Orang-orang yang menolak bahwa pendapat moral dapat dikategorikan benar atau salah
disebut moral subjectivism. Moral subjectivism mengatakan bahwa pendapat moral
bergantung pada preferensi dan pendapat pribadi. Sedangkan menurut moral realist atau
moral objectivists, pendapat dapat dinilai benar atau salah dan berlaku sama untuk seluruh
dunia. Pertanyaan mengenai objektivitas moral berhubungan dengan “is-ought problem”. Is-
ought problem dikemukakan oleh David Hume, seorang filsuf Skotlandia, dan sebagai dasar
dari Hume’s Law. Pada dasarnya “is-ought problem” membahas mengenai apakah seseorang
dapat memperoleh kesimpulan tentang yang seharusnya terjadi dari apa yang sebenarnya
terjadi. Secara umum filsuf menafsirkan Hume’s seperti ini : kamu tidak bisa mendapat
kesimpulan tentang apa yang seharusnya terjadi dari apa yang terjadi secara logis.

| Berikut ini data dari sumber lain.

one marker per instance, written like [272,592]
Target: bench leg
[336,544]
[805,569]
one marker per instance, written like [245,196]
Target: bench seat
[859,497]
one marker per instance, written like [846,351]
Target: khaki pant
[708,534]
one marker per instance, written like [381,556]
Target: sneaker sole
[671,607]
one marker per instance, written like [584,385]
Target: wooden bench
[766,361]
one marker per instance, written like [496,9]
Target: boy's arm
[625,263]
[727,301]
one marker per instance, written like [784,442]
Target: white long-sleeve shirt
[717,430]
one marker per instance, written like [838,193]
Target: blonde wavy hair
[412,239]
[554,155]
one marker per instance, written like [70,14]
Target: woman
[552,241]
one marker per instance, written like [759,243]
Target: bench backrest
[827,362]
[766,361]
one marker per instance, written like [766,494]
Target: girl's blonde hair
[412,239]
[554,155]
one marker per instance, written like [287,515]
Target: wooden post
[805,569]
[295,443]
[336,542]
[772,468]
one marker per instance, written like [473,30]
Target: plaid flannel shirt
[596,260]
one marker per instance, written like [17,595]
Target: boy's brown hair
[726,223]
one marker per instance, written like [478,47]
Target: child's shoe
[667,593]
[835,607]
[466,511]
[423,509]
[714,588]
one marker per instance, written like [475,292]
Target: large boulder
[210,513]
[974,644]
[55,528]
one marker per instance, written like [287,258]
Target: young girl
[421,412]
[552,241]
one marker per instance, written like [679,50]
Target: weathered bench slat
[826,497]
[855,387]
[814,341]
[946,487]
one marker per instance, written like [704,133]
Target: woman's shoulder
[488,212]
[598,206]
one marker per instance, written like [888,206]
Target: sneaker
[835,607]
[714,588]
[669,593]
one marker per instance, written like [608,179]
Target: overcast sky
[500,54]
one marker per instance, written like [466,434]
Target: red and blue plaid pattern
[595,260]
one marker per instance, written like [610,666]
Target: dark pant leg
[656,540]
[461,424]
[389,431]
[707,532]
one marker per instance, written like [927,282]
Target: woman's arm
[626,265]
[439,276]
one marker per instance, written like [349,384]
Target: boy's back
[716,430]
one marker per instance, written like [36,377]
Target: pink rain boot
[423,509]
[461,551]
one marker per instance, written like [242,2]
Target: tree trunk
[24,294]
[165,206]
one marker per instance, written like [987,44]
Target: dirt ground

Perbedaan selanjutnya mengenai etika adalah pertanyaan apa yang baik dan buruk antara
teori teleologi dan deontologi. Perbedaan teleologi dan deontologi menurut Robert Almender
dari bukunya Human Happiness and Morality : A Brief Introduction to Ethics adalah
teleologi disebut juga teori konsekuensi menggambarkan moralitas dari suatu tindakan adalah
suatu konsekuensi dan kecenderungan konsekuensi tersebut menghasilkan kesenangan, rasa
sakit, kebaikan, atau kebahagiaan. Dalam teleologi, tujuan dari tindakan dianggap paling
penting kemudian dievaluasi aspek moralitasnya tergantung pada apakah tindakan tersebut
membantu atau menghambat untuk mencapai tujuan itu. Sedangkan teori deontologi
menggambarkan moralitas tidak ada hubungannya dengan konsekuensi dari tindakan tersebut
sehingga seseorang harus mematuhi tindakan yang dianggap bermoral bukan karena
konsekuensi yang timbul tetapi karena berkewajiban untuk berbuat demikian. Contoh dari
perbedaan etika teleologi dan deontologi adalah seorang hakim memutuskan bahwa
narapidana harus dihukum mati karena sudah melakukan tindakan kriminal. Menurut etika
teleologis hal ini dianggap salah karena menimbulkan kesedihan dan penderitaan bagi
keluarga yang ditinggalkan, sedangkan menurut etika deontologis hal ini dianggap benar
karena hakim memiliki kewajiban menjatuhkan hukuman atas narapidana tersebut.

Kesimpulan :

Etika dan moralitas erat kaitannya dengan aspek objektif dan subjektif dari suatu kejadian
bahkan para ahli dapat memberikan pernyataan yang berbeda mengenai suatu kejadian yang
sama. Pada dasarnya apa yang dianggap sekelompok orang benar belum tentu dianggap benar
oleh kelompok yang lainnya. Seperti pendapat Immanuel Kant, dalam etika kita tidak selalu
berspekulasi tetapi menerapkan pengetahuan kita. Dalam etika, kita tidak dapat menerapkan
hal yang sama pada daerah yang berbeda ataupun pada orang yang berbeda. Hal ini
dikarenakan adanya perbedaan latar belakang, adat istiadat, budaya, dan kultur dari daerah
tersebut. Suatu kejadian dinilai objektif jika kejadian tersebut menghasilkan pendapat yang
sama pada situasi-situasi yang berbeda. Oleh karena itu, dibutuhkan pengetahuan agar dapat
menyamakan pandangan dari beberapa orang sehingga ditemukan satu pendapat yang sama
mengenai ukuran etika dan moralitas atas suatu kejadian.